Lagipula, manusia tidak boleh melupakan hakikatnya sebagai makhluk bebas atas kehendaknya. Konsep kehendak bebas dalam diri manusia ini diutarakan oleh Juan Stuart Mill, filsuf Inggris (1806-1873). Sejatinya, manusia memiliki kehendak bebas, baik bebas untuk memilih sesuatu ataupun bebas dari segala sesuatu. Ide kehendak bebas pada manusia inilah yang menjadi cikal bakal adanya hak asasi manusia dan kebebasan individu yang dijamin oleh undang-undang negara.

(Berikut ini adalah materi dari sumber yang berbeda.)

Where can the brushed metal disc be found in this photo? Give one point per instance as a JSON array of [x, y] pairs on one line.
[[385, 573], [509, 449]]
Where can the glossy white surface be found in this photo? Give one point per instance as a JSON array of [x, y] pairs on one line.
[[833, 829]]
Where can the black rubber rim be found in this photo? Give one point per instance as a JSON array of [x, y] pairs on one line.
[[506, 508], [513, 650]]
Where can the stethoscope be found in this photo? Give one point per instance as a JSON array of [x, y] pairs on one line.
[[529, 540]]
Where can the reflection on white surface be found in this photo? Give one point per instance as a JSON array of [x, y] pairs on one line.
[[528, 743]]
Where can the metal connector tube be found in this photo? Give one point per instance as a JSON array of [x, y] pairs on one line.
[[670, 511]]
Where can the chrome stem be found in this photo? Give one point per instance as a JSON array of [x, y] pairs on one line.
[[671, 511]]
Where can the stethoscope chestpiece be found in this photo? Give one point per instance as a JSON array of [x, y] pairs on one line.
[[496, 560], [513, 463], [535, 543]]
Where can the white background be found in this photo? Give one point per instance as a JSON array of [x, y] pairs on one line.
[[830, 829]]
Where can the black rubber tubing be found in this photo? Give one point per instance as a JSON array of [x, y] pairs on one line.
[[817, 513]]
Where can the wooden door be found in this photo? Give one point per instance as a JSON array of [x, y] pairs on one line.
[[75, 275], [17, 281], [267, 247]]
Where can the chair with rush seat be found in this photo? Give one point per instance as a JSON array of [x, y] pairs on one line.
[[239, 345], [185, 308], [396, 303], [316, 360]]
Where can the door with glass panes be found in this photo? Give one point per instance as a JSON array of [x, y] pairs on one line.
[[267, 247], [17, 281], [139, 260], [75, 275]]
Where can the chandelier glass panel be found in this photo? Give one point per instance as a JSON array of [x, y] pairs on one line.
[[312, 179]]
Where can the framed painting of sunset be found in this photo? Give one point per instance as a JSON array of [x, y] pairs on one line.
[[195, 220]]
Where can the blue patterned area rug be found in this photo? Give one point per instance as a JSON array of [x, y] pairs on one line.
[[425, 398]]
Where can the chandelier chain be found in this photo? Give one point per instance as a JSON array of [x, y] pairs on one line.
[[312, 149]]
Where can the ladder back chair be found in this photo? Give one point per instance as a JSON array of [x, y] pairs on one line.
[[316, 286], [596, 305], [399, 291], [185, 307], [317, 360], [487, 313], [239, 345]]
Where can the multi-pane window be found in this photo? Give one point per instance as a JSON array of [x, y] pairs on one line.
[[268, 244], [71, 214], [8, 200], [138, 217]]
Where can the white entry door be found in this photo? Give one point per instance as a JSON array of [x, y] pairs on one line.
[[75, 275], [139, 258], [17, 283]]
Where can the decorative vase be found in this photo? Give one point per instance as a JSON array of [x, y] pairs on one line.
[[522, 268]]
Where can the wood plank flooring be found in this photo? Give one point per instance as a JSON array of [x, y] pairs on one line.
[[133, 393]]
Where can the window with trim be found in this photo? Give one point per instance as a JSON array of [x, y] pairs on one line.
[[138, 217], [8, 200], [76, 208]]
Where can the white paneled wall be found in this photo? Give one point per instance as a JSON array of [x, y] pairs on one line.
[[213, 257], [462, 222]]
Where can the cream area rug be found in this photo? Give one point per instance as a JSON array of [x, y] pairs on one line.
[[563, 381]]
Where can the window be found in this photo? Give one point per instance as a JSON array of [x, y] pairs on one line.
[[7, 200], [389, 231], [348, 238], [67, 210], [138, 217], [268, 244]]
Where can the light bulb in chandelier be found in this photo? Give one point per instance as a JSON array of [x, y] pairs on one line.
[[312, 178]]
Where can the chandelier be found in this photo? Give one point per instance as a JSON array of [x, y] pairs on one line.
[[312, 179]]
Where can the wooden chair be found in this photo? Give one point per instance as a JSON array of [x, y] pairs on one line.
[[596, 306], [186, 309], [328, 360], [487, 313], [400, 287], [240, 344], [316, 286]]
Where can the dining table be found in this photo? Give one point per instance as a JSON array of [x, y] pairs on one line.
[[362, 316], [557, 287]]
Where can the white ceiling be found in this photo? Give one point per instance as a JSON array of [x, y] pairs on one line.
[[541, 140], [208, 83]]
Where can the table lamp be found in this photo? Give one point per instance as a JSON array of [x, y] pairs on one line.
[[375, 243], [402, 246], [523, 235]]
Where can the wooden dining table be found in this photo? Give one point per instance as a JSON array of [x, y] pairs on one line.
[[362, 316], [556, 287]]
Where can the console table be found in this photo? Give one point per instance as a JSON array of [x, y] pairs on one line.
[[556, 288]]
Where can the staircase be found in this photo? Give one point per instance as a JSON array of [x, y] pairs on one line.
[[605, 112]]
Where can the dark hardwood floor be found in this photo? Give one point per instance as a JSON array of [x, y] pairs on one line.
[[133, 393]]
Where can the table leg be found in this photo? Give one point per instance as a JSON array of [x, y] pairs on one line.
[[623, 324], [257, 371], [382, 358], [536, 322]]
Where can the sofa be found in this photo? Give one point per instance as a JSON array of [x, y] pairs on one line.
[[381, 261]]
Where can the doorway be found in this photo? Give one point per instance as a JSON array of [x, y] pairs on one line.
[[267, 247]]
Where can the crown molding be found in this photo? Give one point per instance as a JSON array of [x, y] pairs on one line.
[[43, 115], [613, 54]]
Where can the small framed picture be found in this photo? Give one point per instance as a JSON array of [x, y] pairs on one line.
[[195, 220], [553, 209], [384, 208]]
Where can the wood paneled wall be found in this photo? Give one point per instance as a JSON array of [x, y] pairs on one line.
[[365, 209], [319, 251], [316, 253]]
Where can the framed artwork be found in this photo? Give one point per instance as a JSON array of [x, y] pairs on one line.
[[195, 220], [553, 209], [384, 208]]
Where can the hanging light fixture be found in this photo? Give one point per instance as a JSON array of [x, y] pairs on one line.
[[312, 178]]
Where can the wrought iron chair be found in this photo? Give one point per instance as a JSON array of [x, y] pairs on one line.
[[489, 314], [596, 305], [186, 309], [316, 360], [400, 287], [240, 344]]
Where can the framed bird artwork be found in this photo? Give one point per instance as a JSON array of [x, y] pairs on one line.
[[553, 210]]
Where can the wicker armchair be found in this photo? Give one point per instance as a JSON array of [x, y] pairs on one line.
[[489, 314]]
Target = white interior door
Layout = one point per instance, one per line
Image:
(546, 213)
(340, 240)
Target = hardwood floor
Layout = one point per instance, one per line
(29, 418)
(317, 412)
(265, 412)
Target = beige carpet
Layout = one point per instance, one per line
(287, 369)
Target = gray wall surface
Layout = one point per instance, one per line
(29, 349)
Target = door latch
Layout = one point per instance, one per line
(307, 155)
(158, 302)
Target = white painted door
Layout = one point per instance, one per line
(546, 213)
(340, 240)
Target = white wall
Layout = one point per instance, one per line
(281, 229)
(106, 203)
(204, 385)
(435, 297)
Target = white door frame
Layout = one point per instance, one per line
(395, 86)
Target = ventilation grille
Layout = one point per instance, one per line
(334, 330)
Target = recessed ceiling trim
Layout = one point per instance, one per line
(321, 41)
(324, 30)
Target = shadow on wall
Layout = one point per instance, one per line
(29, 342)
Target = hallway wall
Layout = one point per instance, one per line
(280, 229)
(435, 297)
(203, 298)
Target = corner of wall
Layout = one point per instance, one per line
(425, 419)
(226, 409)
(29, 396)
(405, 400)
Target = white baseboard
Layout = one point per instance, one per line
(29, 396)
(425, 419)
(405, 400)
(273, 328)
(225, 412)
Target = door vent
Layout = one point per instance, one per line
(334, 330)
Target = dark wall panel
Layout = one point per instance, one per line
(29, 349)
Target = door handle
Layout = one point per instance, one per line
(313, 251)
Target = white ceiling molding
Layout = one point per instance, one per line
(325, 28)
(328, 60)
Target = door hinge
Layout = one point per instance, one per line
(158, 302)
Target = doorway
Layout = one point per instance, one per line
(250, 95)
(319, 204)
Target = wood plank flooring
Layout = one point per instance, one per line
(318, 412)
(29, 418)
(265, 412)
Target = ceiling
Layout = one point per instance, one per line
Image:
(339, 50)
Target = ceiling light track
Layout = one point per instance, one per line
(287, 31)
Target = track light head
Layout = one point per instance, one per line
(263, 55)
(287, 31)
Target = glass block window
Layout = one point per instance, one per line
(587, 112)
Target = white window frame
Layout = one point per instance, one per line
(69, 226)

Kendati sistem teknologi dapat menjebak pada perilaku konsumtif, manusia selalu memiliki kendali penuh atasnya. Perihal mengetuk iklan, melakukan transaksi, hingga barang yang dipesan tiba di depan rumah, semuanya tergantung pada masing-masing pengguna.

Kini, yang diperlukan adalah sikap waspada dalam menggunakan aplikasi pesan ataupun media sosial. Ditambah, kehati-hatian dalam mengunduh aplikasi, serta membaca ketentuan layanan (term of services) sebelum menggunakan dan membagi informasi pribadi, seperti akses kontak telepon atau akses galeri dalam ponsel. Perlu diingat, pilihan selalu di tangan pengguna. Maka, teruslah berhati-hati dalam memilih.